Often people ask me how things are going. I can honestly answer, "good." I am pretty sure that most people translate that to mean "easy peasy." Truth is, this is hard work. Relentless, non stop, and requiring more patience and energy than I have on my own. Sometimes I feel like there is no way that I can do the same thing all over again.
Get up, shower, try to have devotions, get "interrupted," oversee breakfast, clean up the mess, teach, go outside to make sure nobody goes in the street while they play, make lunch, clean up the mess, teach, go outside again, make supper, clean up the mess, get kids ready for bed, crash, sleep, repeat.
Sometimes I CRAVE a few minutes of QUIET, uninterrupted time. I get up at 5:30 am everyday so that I can shower and have some time in the Word before the children get up. Technically they aren't allowed up until 7 am, but there's a new kid in the house and he happens to be an early riser. I let him sit by me and look at a book- it's good one on one time for us, but it gets super tricky when one of the girls gets up to go potty and discovers that Teshome is up. Then the "not fair" talking starts and I suddenly find myself surrounded by messy blonde heads and the whole idea of praying for the world goes out the window.
Sometimes I feel like it's a vacation to walk to the mailbox by myself.
Sometimes I am pretty sure I'll go crazy if I don't get to go somewhere without anyone else.
At those times I have to think big picture. Stop feeling sorry for myself and think about my God and King and all He sacrificed to adopt me. I deserve nothing more than eternal death and punishment, but by His GRACE I am free, I am a child of God, I have life, I have 6 beautiful children who need me everyday. Yes, it's messy and there's lots of poop and laundry and fighting and I can usually think of a million things I'd rather do than push kids on swings for an hour. Yes, the house is crowded and cluttered and I can barely keep up to make sure people have clean underwear, and we always run out of spoons, and there's toothpaste all over the girls' bathroom counter all the time and gas costs too much for me to go anywhere even if I could hire a babysitter. BUT, do I really have any right to complain? Not so much. God is good and continues to supply my needs and enable me to get out of bed each morning.
Still, I don't want people to think that in my answer of "good" I'm painting a rosy picture of the adjustment a family goes through after an adoption.
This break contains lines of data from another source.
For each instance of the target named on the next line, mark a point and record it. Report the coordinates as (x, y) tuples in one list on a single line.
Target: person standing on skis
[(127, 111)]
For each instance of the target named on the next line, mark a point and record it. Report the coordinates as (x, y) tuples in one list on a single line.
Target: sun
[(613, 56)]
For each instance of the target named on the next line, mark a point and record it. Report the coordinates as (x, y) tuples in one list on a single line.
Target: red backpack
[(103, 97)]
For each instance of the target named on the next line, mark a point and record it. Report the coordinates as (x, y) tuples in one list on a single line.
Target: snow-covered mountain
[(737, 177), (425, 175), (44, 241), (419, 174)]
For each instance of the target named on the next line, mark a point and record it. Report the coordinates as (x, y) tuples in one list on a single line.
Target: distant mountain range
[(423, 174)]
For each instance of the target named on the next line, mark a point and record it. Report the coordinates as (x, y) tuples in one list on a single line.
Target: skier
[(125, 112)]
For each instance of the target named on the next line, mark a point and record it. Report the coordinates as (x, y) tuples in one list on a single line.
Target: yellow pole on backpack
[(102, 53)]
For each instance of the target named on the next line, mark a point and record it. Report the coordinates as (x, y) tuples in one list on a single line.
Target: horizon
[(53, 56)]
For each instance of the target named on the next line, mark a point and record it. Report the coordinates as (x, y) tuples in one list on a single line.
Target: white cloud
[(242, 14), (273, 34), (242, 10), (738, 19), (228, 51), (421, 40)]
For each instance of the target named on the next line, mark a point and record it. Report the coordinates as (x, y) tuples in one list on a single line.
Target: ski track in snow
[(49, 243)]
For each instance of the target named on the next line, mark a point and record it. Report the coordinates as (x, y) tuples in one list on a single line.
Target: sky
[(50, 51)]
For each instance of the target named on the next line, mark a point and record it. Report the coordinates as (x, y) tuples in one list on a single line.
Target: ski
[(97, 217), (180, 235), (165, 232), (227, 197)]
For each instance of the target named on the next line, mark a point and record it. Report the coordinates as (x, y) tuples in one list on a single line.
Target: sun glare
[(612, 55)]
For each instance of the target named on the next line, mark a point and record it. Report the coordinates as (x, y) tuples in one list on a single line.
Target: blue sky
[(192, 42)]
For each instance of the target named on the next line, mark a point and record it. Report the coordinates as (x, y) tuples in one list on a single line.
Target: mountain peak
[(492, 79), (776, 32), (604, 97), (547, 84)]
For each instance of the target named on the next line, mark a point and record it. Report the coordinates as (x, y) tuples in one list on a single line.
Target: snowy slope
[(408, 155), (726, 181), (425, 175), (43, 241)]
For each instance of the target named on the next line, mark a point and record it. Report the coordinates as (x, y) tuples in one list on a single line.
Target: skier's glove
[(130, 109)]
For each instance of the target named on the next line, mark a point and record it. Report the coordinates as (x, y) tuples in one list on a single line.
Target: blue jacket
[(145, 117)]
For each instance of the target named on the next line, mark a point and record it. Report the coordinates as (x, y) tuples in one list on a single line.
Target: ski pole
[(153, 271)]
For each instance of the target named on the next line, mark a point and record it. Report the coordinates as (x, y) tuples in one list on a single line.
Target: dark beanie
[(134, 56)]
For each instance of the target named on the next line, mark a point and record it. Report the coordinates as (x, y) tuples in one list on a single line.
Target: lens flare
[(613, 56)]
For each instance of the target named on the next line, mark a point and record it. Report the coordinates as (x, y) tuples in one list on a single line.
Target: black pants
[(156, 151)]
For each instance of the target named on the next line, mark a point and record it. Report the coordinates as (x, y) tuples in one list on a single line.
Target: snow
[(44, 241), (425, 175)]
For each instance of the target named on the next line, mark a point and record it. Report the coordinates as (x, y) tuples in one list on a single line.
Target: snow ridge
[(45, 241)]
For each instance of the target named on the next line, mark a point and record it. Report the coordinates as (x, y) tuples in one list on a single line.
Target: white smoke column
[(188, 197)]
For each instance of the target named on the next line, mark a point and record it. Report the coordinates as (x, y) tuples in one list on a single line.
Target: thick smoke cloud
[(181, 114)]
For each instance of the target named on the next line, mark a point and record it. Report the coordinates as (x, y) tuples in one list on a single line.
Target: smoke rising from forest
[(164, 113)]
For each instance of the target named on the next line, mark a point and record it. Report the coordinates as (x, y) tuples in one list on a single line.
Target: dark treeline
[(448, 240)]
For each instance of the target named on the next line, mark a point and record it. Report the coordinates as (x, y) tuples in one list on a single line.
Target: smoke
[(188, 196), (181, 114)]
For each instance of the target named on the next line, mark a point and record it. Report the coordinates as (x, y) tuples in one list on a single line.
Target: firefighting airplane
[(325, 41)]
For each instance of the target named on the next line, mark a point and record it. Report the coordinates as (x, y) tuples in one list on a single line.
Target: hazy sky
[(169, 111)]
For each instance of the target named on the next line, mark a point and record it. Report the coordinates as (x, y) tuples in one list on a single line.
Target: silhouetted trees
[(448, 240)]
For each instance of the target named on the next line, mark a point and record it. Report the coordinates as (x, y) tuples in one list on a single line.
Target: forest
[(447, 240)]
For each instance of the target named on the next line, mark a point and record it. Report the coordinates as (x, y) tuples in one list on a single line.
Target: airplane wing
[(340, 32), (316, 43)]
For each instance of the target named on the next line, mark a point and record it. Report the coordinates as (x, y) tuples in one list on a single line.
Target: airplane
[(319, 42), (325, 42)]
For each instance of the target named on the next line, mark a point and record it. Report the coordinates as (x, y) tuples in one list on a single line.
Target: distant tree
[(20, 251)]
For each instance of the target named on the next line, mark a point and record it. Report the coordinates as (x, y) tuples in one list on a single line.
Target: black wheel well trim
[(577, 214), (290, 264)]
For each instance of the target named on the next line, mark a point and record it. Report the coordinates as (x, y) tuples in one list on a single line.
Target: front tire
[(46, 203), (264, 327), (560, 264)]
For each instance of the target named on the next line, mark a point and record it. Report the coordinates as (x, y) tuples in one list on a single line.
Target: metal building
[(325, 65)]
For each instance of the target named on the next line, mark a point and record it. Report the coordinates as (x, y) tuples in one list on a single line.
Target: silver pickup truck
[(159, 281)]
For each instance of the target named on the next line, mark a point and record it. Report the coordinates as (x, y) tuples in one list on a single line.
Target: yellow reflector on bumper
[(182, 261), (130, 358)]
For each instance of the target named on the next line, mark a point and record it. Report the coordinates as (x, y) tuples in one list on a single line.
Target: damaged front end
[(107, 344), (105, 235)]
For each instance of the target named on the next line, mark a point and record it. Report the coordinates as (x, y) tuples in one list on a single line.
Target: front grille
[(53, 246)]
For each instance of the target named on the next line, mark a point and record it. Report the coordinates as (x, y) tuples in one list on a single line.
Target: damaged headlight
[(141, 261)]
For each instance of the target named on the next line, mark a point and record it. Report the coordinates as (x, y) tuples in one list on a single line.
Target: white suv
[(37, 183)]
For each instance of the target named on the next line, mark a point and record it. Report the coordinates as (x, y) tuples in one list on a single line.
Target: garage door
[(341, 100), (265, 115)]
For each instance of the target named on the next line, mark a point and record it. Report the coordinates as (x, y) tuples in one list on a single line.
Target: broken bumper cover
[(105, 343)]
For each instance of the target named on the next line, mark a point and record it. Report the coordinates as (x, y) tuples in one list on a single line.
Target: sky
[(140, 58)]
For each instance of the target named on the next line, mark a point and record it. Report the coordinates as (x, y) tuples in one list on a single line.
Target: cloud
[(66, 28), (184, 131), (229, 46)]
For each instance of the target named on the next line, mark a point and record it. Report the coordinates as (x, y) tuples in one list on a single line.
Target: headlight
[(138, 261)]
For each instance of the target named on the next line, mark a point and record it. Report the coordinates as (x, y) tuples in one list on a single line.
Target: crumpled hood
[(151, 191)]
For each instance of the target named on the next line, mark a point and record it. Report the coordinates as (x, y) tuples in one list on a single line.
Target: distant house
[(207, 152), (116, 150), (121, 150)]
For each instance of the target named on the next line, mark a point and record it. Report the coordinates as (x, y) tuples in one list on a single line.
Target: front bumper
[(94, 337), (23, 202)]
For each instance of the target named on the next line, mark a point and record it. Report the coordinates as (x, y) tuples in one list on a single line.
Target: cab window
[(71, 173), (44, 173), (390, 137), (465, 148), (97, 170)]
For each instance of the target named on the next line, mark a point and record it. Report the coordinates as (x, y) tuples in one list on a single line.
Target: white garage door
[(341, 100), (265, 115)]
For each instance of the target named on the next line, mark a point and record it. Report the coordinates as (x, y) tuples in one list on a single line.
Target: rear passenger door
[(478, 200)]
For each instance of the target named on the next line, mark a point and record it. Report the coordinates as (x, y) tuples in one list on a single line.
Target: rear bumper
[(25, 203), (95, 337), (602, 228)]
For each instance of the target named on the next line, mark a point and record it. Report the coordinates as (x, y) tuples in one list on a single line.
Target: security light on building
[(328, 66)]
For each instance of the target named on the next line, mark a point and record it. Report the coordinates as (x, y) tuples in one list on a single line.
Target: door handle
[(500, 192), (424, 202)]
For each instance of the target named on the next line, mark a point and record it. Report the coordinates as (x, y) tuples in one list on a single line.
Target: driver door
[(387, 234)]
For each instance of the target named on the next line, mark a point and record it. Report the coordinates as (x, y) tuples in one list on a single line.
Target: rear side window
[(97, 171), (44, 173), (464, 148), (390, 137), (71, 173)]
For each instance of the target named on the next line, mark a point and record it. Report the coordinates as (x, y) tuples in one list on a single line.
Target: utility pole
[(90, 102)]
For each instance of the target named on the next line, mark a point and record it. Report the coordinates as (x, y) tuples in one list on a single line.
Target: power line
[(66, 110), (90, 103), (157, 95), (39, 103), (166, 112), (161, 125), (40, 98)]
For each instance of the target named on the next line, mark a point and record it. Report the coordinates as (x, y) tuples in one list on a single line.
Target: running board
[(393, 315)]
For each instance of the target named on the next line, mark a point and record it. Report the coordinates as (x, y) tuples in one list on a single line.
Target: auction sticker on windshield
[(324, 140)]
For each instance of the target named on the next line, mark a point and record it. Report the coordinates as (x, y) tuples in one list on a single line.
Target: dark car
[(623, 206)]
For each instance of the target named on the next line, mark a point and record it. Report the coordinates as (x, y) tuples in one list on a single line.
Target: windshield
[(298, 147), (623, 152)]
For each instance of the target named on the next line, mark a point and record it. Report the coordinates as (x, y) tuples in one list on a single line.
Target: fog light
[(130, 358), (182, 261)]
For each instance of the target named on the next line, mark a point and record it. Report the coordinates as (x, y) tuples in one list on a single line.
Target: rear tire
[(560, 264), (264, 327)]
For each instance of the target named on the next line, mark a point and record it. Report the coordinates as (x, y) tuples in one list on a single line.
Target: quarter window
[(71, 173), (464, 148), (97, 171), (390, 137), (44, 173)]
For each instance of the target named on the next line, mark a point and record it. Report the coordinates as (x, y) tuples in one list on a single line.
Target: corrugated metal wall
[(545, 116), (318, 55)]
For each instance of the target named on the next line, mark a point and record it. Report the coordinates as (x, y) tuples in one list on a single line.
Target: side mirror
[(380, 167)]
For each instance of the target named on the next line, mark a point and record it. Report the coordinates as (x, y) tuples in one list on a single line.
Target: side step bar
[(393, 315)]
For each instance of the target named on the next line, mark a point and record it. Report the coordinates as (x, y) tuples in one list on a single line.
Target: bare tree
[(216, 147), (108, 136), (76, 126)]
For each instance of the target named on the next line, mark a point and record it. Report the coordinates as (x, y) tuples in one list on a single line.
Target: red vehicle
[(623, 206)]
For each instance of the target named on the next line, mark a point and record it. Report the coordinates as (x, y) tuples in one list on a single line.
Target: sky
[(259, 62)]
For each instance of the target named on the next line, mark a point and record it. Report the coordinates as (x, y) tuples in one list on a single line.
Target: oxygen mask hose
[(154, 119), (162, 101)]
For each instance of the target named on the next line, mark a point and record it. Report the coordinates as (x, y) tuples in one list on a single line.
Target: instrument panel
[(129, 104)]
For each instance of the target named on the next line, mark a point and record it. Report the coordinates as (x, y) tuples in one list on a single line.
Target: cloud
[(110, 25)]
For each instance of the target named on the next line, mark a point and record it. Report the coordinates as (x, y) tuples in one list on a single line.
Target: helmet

I wouldn't want you to be inspired to adopt because of how easy it is. It isn't easy. It is a blessing and it is wonderful and there are beautiful moments. There is laughter and fun. But there's also the grief of a little boy who has left behind everything normal and comfortable to start a new life in a foreign land with no language skills. There's the challenge of five children who have to give up the level of activity and attention they are used to and sacrifice for a brother they don't really know. There's the fact that we don't feel comfortable with the idea of leaving him with any other care giver until we believe he confidently knows that we are his parents and family forever. So, when I say good, please know that's the short answer to an essay question. I'm just usually not sure if people are ready for the long answer. If you are, I'd be glad to share more. Otherwise, things are good.